As of 2003, Halliburton was still operating in Iran. CNN, in a report entitled "US companies are operating in Iran despite sanctions," reported that a Halliburton spokesperson told the news agency that HPS helps Iran build oil rigs in the country's south.
KBR has contracts in Iraq worth up to $18 billion, including a single "No bid " contract known as "Restore Iraqi Oil " (RIO) which has an estimated worth of $7 billion.
Today KBR employ over 30,000 men and women in Iraq. Halliburton's work in Iraq is diverse and complicated. In addition to troop support, Halliburton also provides air traffic control support; produces 74 million gallons of water a month for consumption, hygiene and laundry; deploys as many as 700 trucks a day to deliver essentials to American forces; and provides firefighter and crash-rescue services, as well as working to restore Iraqi oil infrastructure.

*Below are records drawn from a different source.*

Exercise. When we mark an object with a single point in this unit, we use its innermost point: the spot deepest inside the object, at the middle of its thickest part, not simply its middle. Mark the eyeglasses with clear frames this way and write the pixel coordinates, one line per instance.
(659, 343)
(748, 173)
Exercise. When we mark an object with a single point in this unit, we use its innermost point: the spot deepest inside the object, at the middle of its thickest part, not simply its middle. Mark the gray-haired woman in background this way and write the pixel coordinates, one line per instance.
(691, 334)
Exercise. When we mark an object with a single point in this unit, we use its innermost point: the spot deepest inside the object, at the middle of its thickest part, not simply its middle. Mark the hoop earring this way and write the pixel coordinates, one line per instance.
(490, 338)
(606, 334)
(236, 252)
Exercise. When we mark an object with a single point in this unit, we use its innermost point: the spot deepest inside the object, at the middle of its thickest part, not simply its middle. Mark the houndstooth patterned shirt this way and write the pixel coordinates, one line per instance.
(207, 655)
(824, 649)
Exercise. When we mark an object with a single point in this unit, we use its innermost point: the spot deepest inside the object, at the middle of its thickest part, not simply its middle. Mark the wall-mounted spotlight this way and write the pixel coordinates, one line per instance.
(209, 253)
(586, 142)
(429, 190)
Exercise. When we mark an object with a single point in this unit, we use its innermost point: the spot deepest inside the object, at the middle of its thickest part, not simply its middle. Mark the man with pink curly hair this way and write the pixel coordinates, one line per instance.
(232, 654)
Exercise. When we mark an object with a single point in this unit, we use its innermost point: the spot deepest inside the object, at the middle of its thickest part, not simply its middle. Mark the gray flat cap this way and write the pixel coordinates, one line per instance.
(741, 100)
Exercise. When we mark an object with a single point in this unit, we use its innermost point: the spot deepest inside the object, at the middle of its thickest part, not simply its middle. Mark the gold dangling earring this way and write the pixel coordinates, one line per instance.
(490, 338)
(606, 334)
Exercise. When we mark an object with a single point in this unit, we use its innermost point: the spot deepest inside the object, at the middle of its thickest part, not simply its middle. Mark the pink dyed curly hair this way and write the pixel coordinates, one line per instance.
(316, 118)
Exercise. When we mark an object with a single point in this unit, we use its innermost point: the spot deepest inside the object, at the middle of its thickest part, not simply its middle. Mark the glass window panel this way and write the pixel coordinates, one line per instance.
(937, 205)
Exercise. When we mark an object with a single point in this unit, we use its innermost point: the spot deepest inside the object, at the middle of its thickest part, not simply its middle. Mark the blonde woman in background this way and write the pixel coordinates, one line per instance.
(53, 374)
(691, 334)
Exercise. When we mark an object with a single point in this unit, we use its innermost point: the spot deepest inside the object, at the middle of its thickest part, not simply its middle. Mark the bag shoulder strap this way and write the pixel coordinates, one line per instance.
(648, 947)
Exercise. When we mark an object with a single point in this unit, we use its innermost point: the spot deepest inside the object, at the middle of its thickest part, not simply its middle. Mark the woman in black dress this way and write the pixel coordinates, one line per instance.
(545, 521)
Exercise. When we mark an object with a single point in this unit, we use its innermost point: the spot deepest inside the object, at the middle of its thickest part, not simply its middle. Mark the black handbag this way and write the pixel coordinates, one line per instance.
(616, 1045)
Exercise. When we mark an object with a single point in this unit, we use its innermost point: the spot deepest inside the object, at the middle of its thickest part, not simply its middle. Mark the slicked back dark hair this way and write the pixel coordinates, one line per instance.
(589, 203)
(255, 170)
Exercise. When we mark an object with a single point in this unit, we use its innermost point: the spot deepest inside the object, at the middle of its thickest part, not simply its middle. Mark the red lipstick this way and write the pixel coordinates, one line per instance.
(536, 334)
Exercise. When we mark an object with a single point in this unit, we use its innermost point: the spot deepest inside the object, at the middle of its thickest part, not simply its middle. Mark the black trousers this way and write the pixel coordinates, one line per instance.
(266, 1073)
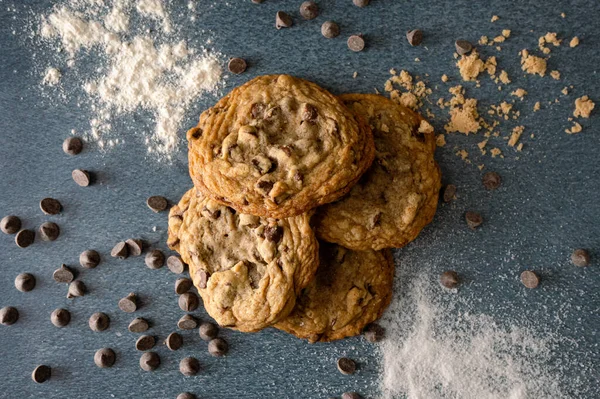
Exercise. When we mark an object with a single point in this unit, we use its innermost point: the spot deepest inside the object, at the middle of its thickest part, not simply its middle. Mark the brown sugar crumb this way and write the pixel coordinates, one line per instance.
(583, 107)
(515, 135)
(574, 42)
(532, 64)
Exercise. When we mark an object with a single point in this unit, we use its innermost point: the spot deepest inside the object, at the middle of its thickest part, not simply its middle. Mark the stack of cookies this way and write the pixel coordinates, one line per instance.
(298, 196)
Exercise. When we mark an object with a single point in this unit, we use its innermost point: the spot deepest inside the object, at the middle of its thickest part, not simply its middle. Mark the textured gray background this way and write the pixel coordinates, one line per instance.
(548, 203)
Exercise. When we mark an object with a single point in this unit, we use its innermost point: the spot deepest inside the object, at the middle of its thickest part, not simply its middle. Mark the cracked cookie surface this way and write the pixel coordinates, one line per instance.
(278, 146)
(248, 270)
(350, 290)
(397, 197)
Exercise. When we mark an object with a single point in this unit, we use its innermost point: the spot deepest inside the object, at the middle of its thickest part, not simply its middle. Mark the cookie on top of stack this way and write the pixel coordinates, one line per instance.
(298, 196)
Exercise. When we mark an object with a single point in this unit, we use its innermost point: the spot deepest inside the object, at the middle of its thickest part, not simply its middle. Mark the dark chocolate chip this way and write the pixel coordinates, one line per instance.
(356, 43)
(50, 206)
(138, 325)
(49, 231)
(41, 374)
(346, 366)
(145, 343)
(580, 257)
(463, 46)
(25, 238)
(81, 177)
(99, 322)
(104, 358)
(157, 203)
(10, 224)
(155, 259)
(330, 29)
(72, 145)
(283, 20)
(188, 301)
(9, 315)
(218, 347)
(60, 317)
(237, 65)
(149, 361)
(449, 279)
(530, 279)
(25, 282)
(414, 37)
(208, 331)
(491, 180)
(174, 341)
(189, 366)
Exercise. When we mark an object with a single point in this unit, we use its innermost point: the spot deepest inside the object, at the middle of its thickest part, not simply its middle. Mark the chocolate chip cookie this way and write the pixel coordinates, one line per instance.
(248, 270)
(278, 146)
(351, 289)
(397, 197)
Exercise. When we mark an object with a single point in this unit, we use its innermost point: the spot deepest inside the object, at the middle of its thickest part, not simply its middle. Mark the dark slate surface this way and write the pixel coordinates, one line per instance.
(546, 207)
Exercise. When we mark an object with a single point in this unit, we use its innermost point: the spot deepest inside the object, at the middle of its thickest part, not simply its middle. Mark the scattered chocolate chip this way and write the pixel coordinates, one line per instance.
(175, 264)
(49, 231)
(104, 358)
(237, 65)
(89, 259)
(25, 238)
(81, 177)
(218, 347)
(145, 343)
(76, 289)
(129, 303)
(474, 220)
(63, 274)
(463, 47)
(174, 341)
(330, 29)
(60, 317)
(41, 374)
(157, 203)
(10, 224)
(449, 279)
(208, 331)
(9, 315)
(72, 145)
(189, 366)
(449, 193)
(374, 333)
(187, 322)
(309, 10)
(530, 279)
(491, 180)
(155, 259)
(414, 37)
(183, 285)
(283, 20)
(138, 325)
(135, 246)
(120, 250)
(188, 302)
(356, 43)
(580, 257)
(149, 361)
(50, 206)
(25, 282)
(346, 366)
(99, 322)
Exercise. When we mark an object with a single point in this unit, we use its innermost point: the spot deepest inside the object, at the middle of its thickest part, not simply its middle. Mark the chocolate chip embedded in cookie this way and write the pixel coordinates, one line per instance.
(350, 290)
(398, 195)
(278, 146)
(248, 270)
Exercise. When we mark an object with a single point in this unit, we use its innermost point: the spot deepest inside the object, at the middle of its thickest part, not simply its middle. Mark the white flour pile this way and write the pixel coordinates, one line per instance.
(134, 71)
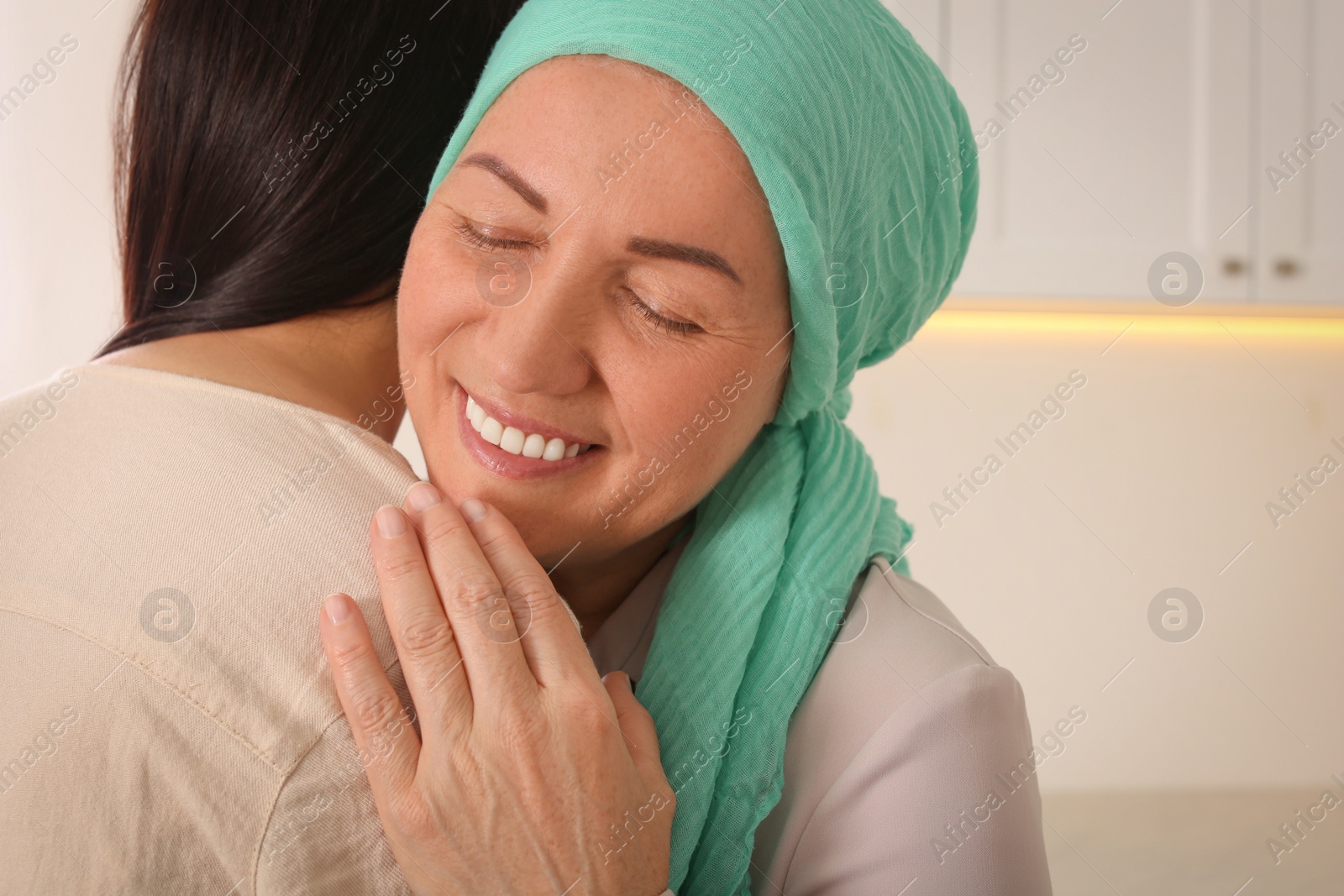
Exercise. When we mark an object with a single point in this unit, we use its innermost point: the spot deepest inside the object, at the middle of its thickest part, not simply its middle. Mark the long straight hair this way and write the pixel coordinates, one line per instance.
(272, 156)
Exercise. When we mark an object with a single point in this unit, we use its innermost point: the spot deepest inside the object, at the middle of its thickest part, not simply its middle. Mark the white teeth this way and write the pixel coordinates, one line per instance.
(554, 450)
(515, 441)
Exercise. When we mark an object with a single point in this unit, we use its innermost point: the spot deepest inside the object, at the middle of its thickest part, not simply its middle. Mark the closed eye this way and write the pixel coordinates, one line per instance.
(476, 238)
(682, 328)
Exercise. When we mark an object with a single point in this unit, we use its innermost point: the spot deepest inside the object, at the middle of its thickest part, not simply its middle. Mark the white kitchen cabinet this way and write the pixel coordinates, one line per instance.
(1113, 134)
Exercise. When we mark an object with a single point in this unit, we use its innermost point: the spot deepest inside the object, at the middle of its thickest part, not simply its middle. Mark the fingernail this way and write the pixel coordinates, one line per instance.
(474, 511)
(390, 521)
(338, 607)
(423, 496)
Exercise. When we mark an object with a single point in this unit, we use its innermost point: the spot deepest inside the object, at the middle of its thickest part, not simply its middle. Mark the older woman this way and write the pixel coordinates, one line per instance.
(622, 311)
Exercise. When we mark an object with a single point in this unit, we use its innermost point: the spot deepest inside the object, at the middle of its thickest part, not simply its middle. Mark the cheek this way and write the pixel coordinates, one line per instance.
(689, 419)
(433, 301)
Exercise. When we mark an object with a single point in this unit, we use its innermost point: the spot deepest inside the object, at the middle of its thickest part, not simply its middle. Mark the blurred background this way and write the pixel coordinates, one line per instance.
(1162, 238)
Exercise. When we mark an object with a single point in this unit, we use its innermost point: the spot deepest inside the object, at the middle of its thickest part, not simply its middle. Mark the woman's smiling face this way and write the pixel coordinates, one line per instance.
(598, 269)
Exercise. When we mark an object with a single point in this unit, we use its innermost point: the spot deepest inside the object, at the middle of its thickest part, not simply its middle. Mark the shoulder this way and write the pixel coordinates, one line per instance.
(907, 725)
(192, 530)
(324, 835)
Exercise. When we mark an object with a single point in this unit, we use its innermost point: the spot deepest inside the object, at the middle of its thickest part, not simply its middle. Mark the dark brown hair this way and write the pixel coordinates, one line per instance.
(272, 156)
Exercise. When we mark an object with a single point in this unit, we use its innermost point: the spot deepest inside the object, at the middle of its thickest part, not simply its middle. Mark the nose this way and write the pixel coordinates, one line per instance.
(539, 344)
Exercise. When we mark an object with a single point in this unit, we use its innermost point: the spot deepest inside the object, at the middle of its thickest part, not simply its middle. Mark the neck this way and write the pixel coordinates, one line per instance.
(595, 589)
(339, 362)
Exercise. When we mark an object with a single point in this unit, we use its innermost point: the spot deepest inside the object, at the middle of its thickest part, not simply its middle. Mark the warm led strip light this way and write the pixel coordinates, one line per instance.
(1077, 317)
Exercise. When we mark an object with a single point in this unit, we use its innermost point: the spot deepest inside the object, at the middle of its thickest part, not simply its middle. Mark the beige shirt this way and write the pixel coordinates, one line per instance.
(170, 718)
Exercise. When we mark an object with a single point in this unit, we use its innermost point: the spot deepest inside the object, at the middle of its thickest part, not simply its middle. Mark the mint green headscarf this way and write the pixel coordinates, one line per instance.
(869, 165)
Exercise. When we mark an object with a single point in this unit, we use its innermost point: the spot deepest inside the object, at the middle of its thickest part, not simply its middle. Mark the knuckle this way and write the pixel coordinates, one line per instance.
(375, 711)
(412, 817)
(477, 590)
(428, 636)
(349, 658)
(440, 527)
(398, 567)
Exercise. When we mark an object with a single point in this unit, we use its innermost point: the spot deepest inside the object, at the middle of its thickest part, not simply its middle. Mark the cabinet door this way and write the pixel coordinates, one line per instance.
(1139, 145)
(1300, 165)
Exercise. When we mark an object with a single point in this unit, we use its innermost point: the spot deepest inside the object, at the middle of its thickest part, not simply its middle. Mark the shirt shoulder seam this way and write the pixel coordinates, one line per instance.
(894, 580)
(158, 678)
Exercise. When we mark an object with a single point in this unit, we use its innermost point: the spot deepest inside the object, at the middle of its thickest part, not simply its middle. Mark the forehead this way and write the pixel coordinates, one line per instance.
(629, 144)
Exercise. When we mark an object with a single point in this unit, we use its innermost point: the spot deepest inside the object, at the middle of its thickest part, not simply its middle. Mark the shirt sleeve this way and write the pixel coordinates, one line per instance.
(944, 793)
(324, 835)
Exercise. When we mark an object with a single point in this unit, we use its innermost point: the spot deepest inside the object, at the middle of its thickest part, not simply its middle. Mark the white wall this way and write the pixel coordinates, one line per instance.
(1160, 469)
(1156, 476)
(58, 244)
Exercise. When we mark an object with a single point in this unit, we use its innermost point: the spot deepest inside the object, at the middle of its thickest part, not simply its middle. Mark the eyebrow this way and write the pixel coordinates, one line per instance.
(501, 170)
(683, 253)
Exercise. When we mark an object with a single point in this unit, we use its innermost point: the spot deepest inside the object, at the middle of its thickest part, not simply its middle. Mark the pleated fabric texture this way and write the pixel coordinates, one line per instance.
(869, 165)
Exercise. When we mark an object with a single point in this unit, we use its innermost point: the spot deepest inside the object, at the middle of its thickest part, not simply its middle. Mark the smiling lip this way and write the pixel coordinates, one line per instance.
(515, 466)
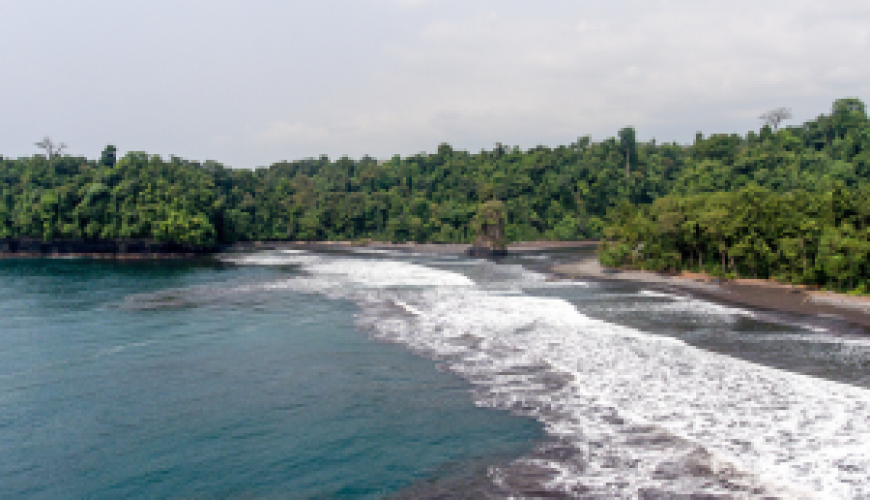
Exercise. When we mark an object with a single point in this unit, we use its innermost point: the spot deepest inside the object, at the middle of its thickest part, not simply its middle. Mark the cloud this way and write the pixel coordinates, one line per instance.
(379, 77)
(278, 131)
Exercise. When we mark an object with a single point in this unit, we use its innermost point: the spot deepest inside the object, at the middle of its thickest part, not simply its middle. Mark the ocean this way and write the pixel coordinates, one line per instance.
(363, 373)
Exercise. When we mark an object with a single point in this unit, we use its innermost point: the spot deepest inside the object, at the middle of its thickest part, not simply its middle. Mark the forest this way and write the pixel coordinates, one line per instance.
(789, 203)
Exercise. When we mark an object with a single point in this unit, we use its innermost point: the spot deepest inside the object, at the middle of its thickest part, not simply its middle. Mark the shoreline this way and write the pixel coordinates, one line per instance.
(758, 294)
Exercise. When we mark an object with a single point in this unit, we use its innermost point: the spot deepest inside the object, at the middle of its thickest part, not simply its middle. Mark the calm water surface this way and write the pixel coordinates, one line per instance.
(369, 373)
(105, 394)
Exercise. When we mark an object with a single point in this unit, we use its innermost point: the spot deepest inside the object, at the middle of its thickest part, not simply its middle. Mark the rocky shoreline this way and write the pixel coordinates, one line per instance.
(100, 249)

Despite cronyism allegations, the company's contracts in Iraq are much less profitable than its core energy business. They are expected to have generated more than $13 billion in sales by the time they start to expire in 2006 but most offer low margins - less than 2% on average in 2003 and just 1.4% this year for the logistics work.
Halliburton is the only company mentioned by terrorist Osama bin Laden in an April 2004 tape where he claims that "this is a war [in Iraq] that is benefiting major companies with billions of dollars."
An audit of KBR by the Pentagonís Defense Contract Audit Agency (DCAA) found $108 million in "questioned costs" and, as of mid-March 2005, said they still had "major" unresolved issues with Halliburton.
Dick Cheney ties
In recent years the company has become the center of many controversies involving the 2003 Iraq War and the company's ties to US Vice President Dick Cheney.
Bill Gertz , defense reporter for The Washington Times, wrote: "Vice President Dick Cheney was chief executive officer of Halliburton from 1995 until 2000, and Democrats repeatedly have tried to link the administration to claims of government favoritism toward the firm." ().
Cheney retired from the company during the 2000 U.S. presidential election campaign with a severance package worth $20 million.
Cheney's deferred compensation from Halliburton, which appear on Mr. Cheney's 2001 financial disclosure statement, generated an income between $50,000 to $100,000 for the vice president. Dick Cheney also retains 433,000 share-equivalent unexercised stock options at Halliburton.
On the question of Mr. Cheney's deferred compensation from Halliburton, officials of the Bush-Cheney campaign said that before entering office in 2001, Mr. Cheney bought an insurance policy that guaranteed a fixed amount of deferred payments from Halliburton each year for five years so that the payments would not depend on the company's fortunes. The officials also said he had promised to donate to charity any after-tax profits he made from exercising his stock options. These steps are not unusual for corporate executives who enter government.